Information Age: News, analysis & insight for IT & business leaders

Cost benefits keep green IT on the agenda

14 January 2010  

Optimism and enthusiasm for the climate change agenda may have waned somewhat, but energy-efficient IT may also prove to be economically sustainable IT

In 2007, concern for the environment hit an all-time high among businesses, government organisations and the general public. Since that year, green fervour has palpably waned.

In the private sector, the financial crisis and ensuing recession stole the limelight as far as executive priorities were concerned. In the public sphere, meanwhile, enthusiasm for change seemed to give way to either scepticism towards the scientific case for anthropogenic climate change or pessimism about society’s ability – or desire – to do anything about it.

That change in public opinion might have seemed fast, but it was not quite fast enough to prevent the mechanism of legislation from kicking in. From April 2010, UK organisations that consume more than 6,000 MWh of power annually will be obliged to participate in the Carbon Reduction Commitment (CRC), a cap-and-trade scheme for carbon emissions. According to the government’s estimates, the CRC applies to around 5,000 private and public sector organisations in the UK.

For those organisations to which the CRC applies, and any organisation under pressure to reduce emissions, the data centre has become a focus of concern. According to the UK’s technology industry body, Intellect, the average data centre consumes the same amount of energy as 25,000 households.

However, an Information Age research report published in September 2009 found that only 40% of businesses measure the power consumption of their own data centres. Even fewer (27%) knew the power usage efficiency (PUE) of their data centre facilities. A certain proportion of respondents in that study both measured their PUE and were actively engaged in reducing it, but clearly there remains a significant proportion of UK businesses that are at best bemused by the environmental impact of their data centre operations, and at worst uncaring. The Effective IT survey, meanwhile, found that 31.8% of businesses have adopted ‘power management strategies’ – 65.8% of which rated them as effective – with 17.3% planning to do so in the coming year.

The current ambivalence towards the ‘green movement’ – seen most recently in the lack-lustre response to December 2009’s UN conference on climate change in Copenhagen – is unlikely to convert many more organisations to the cause. However, economic circumstances may well do.
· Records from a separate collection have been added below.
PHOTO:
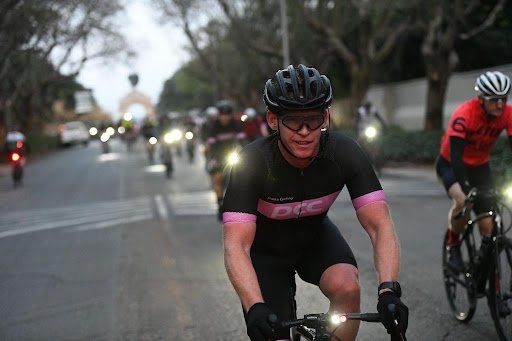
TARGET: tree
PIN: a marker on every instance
(445, 22)
(184, 91)
(361, 33)
(43, 43)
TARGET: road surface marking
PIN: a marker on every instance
(162, 209)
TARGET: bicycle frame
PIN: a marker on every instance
(482, 266)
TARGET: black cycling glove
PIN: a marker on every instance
(401, 313)
(259, 327)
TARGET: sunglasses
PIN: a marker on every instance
(496, 99)
(296, 122)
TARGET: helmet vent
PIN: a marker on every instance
(313, 88)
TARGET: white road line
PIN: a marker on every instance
(53, 225)
(212, 211)
(84, 213)
(114, 222)
(161, 208)
(80, 219)
(108, 205)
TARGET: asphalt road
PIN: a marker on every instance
(102, 247)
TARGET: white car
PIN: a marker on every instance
(73, 133)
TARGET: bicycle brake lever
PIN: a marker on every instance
(392, 311)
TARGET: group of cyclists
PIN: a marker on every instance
(274, 209)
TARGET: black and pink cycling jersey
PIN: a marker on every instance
(264, 188)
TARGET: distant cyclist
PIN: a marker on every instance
(465, 151)
(223, 134)
(367, 116)
(275, 212)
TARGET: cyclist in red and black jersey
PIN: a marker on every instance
(275, 212)
(466, 146)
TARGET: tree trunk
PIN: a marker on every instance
(360, 75)
(438, 73)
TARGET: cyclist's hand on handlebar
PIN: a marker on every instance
(259, 326)
(401, 313)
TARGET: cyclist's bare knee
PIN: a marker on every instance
(341, 285)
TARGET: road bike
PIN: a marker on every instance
(486, 271)
(322, 326)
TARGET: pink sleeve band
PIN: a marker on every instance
(237, 217)
(367, 199)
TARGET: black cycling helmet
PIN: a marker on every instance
(493, 84)
(225, 107)
(297, 88)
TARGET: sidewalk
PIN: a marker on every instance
(411, 171)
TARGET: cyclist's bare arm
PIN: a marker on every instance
(238, 239)
(376, 220)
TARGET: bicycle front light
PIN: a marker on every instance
(370, 132)
(337, 319)
(104, 137)
(508, 192)
(232, 158)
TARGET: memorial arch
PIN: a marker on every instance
(136, 97)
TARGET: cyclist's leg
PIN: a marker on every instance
(330, 264)
(480, 177)
(276, 279)
(453, 189)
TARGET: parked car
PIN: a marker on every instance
(73, 133)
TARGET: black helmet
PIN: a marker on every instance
(297, 88)
(225, 107)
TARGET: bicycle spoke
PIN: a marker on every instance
(460, 298)
(500, 298)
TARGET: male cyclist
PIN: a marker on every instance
(275, 212)
(465, 150)
(223, 134)
(366, 116)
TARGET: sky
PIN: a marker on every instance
(160, 50)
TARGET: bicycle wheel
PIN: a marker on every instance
(460, 295)
(500, 292)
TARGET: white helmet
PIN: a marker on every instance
(212, 112)
(493, 84)
(250, 112)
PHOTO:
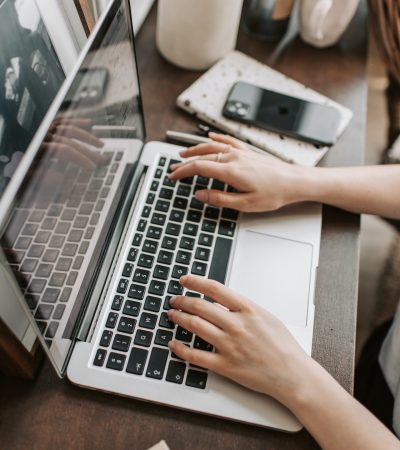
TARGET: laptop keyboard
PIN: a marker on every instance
(176, 235)
(48, 240)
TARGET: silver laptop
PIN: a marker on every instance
(95, 237)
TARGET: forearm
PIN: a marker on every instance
(334, 418)
(370, 189)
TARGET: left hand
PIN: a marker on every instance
(252, 347)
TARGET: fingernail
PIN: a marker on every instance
(202, 195)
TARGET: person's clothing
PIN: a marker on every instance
(389, 360)
(370, 387)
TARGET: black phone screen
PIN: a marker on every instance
(283, 114)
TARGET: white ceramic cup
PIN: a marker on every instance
(322, 22)
(194, 34)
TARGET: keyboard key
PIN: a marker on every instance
(150, 246)
(136, 291)
(202, 253)
(29, 265)
(128, 269)
(100, 357)
(137, 361)
(59, 311)
(177, 216)
(50, 255)
(163, 337)
(193, 216)
(137, 239)
(209, 226)
(131, 308)
(161, 272)
(157, 362)
(173, 229)
(157, 287)
(180, 203)
(121, 343)
(111, 320)
(142, 225)
(166, 305)
(165, 322)
(183, 335)
(132, 254)
(106, 338)
(186, 243)
(196, 379)
(141, 276)
(146, 212)
(179, 271)
(154, 232)
(196, 204)
(162, 206)
(169, 183)
(169, 243)
(116, 361)
(183, 190)
(176, 372)
(206, 239)
(51, 295)
(227, 228)
(143, 338)
(146, 261)
(166, 193)
(117, 302)
(230, 214)
(148, 320)
(199, 268)
(63, 264)
(220, 259)
(201, 344)
(165, 257)
(158, 219)
(122, 286)
(183, 257)
(44, 312)
(126, 325)
(152, 303)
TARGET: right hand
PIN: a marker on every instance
(263, 183)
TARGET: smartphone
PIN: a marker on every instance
(283, 114)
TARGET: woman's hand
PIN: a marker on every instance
(263, 183)
(252, 347)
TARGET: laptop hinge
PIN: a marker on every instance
(100, 288)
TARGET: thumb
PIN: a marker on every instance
(221, 199)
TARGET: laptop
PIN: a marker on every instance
(94, 239)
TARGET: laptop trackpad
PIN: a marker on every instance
(275, 273)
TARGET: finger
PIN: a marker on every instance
(67, 153)
(208, 360)
(222, 199)
(80, 134)
(197, 325)
(225, 139)
(209, 169)
(206, 310)
(204, 149)
(217, 291)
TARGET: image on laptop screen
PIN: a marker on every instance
(57, 228)
(30, 77)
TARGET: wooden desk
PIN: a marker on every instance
(49, 413)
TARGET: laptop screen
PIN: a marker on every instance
(64, 197)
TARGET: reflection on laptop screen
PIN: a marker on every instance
(60, 223)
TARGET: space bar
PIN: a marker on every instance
(220, 260)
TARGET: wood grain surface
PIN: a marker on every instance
(49, 413)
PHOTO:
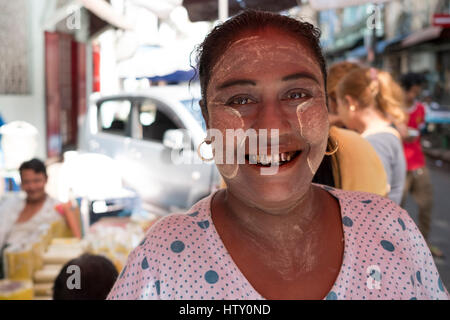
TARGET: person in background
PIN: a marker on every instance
(19, 216)
(97, 275)
(418, 181)
(368, 104)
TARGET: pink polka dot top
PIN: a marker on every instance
(183, 257)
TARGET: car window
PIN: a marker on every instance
(114, 116)
(153, 121)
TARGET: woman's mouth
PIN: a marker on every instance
(279, 159)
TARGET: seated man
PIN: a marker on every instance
(19, 216)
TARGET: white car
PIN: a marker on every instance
(147, 133)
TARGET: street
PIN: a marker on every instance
(440, 226)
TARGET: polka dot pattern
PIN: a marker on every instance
(183, 257)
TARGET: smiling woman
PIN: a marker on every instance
(278, 235)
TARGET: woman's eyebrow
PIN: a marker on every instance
(238, 82)
(301, 75)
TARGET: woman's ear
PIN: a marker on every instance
(204, 112)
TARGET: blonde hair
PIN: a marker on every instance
(370, 86)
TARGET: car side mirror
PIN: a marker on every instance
(174, 139)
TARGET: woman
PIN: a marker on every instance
(19, 217)
(369, 101)
(276, 236)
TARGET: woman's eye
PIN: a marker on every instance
(239, 101)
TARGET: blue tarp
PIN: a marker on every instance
(361, 51)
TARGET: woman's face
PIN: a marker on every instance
(270, 80)
(33, 184)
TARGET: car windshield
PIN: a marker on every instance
(194, 108)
Even the most optimistic of forecasters are predicting only modest business growth in 2010. This means that the cost-cutting imperative is far from over. However, having undertaken such emergency measures as reducing headcount and discontinuing certain products and services, businesses must now find ways to become more efficient and, critically, more sustainable in their operations.

Enhancing energy efficiency is an established and proven method of improving the efficiency of operations, and the average data centre is ripe for efficiency improvements. Rather than overshadowing the green IT agenda, then, the economic downturn may prove to be the mechanism that translates popular enthusiasm into lasting institutional change.

At the same time, technologies such as smart metering and efficient logistics planning provide IT departments with an opportunity to deliver efficiency gains beyond the IT infrastructure. For businesses looking to make their operations more economically sustainable, these technologies – first mooted in the green boom of the middle of the last decade – may well provide the answer.